Does public support for Libya stack up with past conflicts? INTERVENTION IN GRENADA: American forces dropped this flier over villages on the island.

More Americans agree than disagree with Obama’s decision to take military action in Libya. About 45% support the decision, compared to 34% who don’t, according to a Rasmussen Reports poll taken on Tuesday and Wednesday of this week.  The remainder (21%) isn’t sure. Those numbers closely match a Gallup poll taken on Monday.

Does the level of support for the Libya action surprise you? Higher or lower than you expected? It turns out the this level of approval is the lowest of other U.S. military campaigns in the past 40 years, say the pollsters at Gallup. Gallup has been polling for a long time and gives us historical perspective.

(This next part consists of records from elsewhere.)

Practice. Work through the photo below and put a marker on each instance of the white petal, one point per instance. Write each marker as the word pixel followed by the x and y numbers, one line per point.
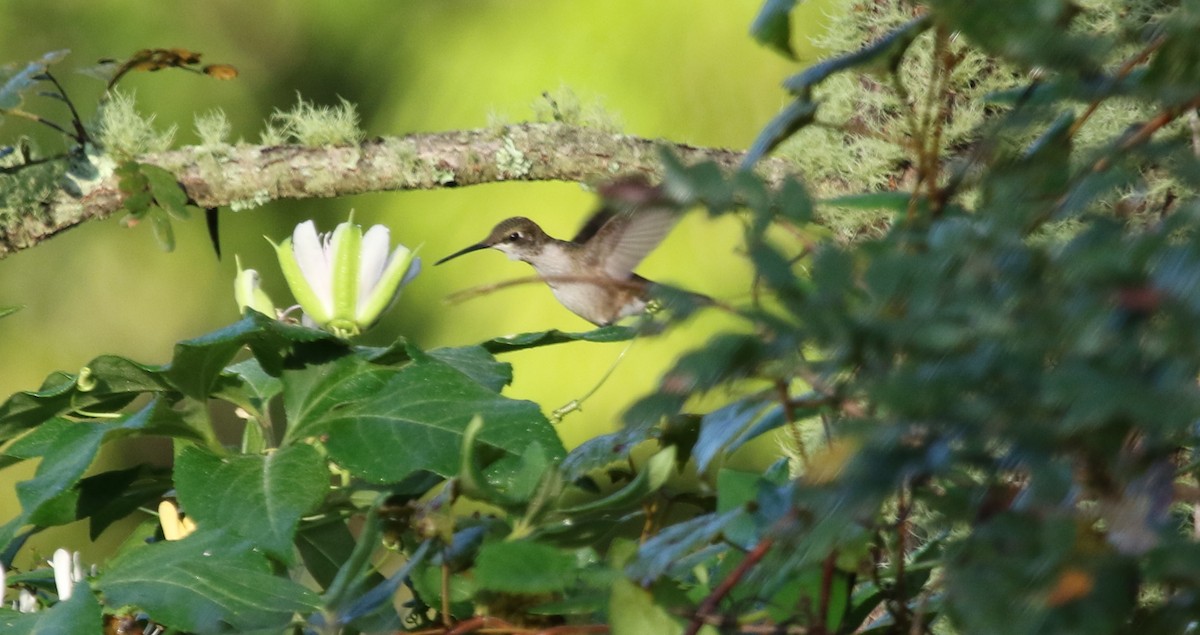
pixel 372 261
pixel 61 565
pixel 312 255
pixel 25 601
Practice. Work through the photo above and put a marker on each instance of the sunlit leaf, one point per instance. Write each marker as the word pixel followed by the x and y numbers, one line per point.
pixel 204 583
pixel 417 421
pixel 773 25
pixel 257 497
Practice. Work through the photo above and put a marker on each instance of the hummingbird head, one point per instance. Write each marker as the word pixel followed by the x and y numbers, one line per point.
pixel 519 238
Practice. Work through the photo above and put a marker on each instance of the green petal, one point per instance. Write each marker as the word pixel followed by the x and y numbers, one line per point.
pixel 347 246
pixel 388 288
pixel 304 293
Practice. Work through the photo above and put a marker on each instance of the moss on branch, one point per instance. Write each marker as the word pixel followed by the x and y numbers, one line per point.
pixel 249 175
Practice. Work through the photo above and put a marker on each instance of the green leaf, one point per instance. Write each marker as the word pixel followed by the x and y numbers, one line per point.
pixel 108 384
pixel 259 498
pixel 719 429
pixel 652 478
pixel 773 27
pixel 81 613
pixel 205 583
pixel 633 611
pixel 168 193
pixel 1031 33
pixel 162 231
pixel 197 364
pixel 417 421
pixel 797 115
pixel 324 547
pixel 477 363
pixel 111 496
pixel 669 550
pixel 523 567
pixel 70 450
pixel 312 393
pixel 247 385
pixel 12 91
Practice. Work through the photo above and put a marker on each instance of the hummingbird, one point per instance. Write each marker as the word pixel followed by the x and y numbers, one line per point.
pixel 592 275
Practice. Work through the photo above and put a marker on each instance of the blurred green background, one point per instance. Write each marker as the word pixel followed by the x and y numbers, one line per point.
pixel 679 70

The highest level of initial support, not surprisingly, was for military incursions in Afghanistan right after 9/11. Nine of ten Americans approved. Eight of ten Americans supported American engagements in Iraq in 1993, with just less than that approving the Iraq war in 2003.

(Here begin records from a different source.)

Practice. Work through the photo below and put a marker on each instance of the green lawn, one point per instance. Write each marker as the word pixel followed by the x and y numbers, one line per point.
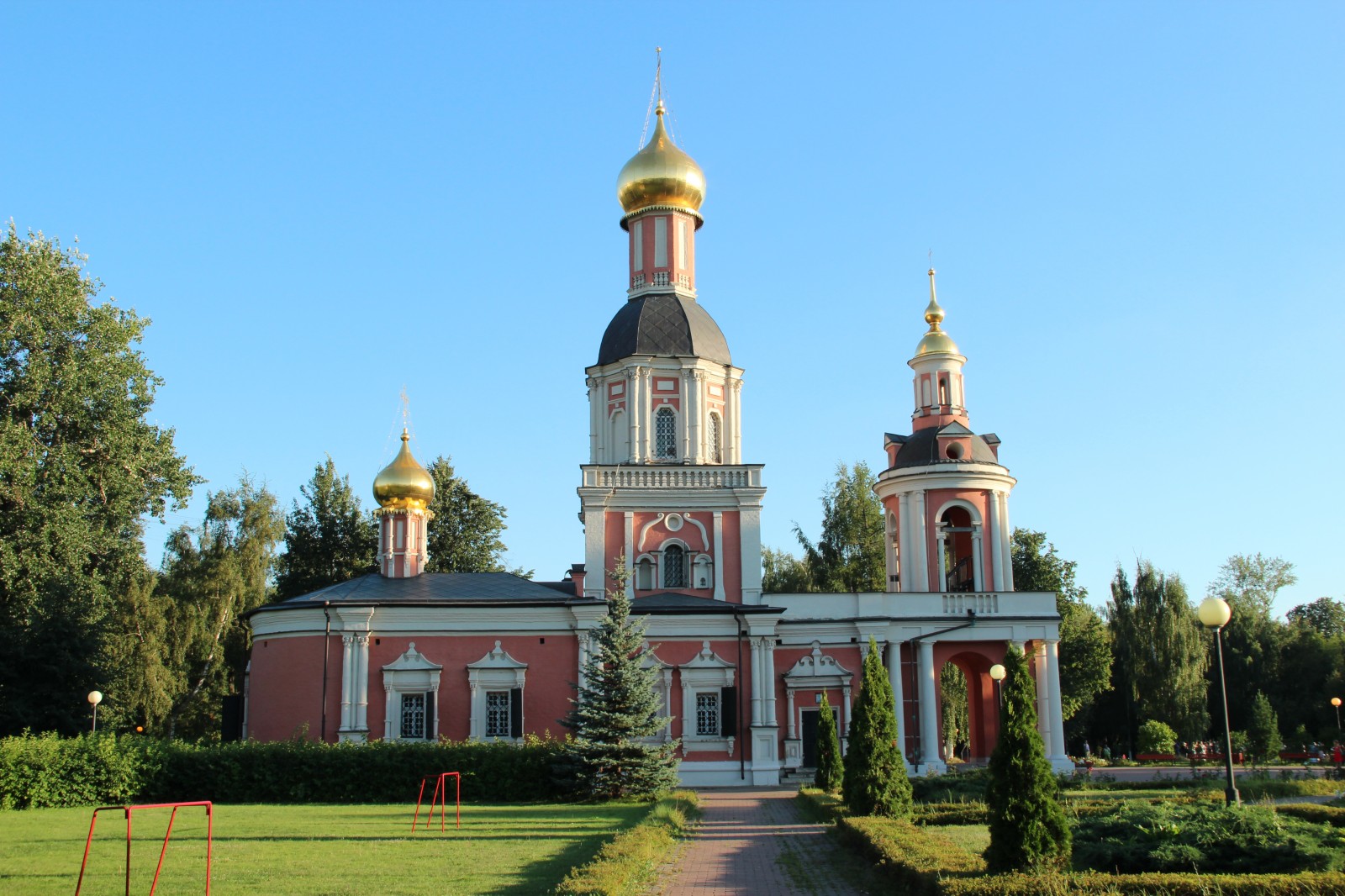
pixel 367 851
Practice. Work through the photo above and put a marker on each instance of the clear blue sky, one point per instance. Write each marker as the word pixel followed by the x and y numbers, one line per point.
pixel 1137 212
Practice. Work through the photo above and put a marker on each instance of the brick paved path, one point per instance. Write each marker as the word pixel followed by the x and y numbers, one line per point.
pixel 753 841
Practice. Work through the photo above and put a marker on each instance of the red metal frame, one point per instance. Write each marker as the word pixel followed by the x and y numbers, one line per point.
pixel 440 797
pixel 163 851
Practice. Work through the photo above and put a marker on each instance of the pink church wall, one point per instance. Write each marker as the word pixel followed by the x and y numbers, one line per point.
pixel 286 688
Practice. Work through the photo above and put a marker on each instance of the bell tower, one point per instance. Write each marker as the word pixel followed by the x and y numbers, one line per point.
pixel 666 486
pixel 945 493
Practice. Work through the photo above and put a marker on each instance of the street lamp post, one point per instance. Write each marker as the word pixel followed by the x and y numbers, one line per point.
pixel 94 698
pixel 1215 614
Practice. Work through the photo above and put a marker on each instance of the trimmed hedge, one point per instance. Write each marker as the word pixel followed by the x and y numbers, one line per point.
pixel 914 858
pixel 46 771
pixel 1306 884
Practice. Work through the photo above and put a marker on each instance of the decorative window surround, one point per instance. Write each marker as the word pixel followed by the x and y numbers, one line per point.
pixel 708 673
pixel 494 672
pixel 815 672
pixel 410 673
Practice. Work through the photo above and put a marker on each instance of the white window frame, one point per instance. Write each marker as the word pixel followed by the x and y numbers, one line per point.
pixel 494 672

What about other engagements, both major and “minor”? (I put “minor” in quotes because the adjective refers to the American perspective—from the opponent’s perspective, it’s always major.) Here’s poll data: Kosovo and the Balkans (1999)—just over half (51) approved. Haiti in 1994? 54%. Grenada in 1983? 53% approved. And, this isn’t America’s first military foray into Libya. Back in 1986, the U.S. bombed Libya in retaliation for Libya’s Berlin discotheque bombing. Seven of ten Americans approved of this action, according to Gallup.

What do you make of the level of support for the U.S. intervention?

Do you see the current level of support rising? Or falling?

What factors should we watch in coming weeks?